Thursday 16 April 2015

THE SONG IS ENDED and OTHER STORIES - TASTER


REVIEWS posted when the book was first published.

By mjpotenza 2011
 
Any fan of short stories will enjoy this selection of entertaining tales by Fiona Compton. The author presents women's viewpoints, emotions, and experiences accurately and uniquely. The women characters are interesting, complex, and sympathetic (the men are mostly cads). One wonders how much is autobiographical. The writing is descriptive and precise. The style flows nicely, making for easy and pleasant reading. The Wedding Singer, Miss Stratton Disappears, and The Sunset Gleams, to name a few, all have the right combination of humour and sadness. In short, these well written stories are very enjoyable.

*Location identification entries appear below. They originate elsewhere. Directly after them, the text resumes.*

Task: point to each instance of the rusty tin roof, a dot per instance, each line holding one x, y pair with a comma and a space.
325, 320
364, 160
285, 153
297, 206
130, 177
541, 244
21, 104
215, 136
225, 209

By Pearl Harris (language practitioner)
10-Sep-2011
Each short story in this collection is refreshingly different and will touch a chord in the heart of most female readers. All the characters are masterfully and realistically portrayed. Many of the incidents depicted are those which affect all women at various times in their lives and with which the reader can readily empathise. Some bring a chuckle and a feeling of optimism, others a feeling of sadness. All left a lasting impression on me. Fiona Compton’s voice is a charming mix, evidence of her Scottish, South African and musical roots. These stories particularly appeal to me as an expatriate South African, as many of them richly evoke the South African lifestyle. However, all are timeless in their own right and certainly worth reading by both women and men, whatever their nationality. 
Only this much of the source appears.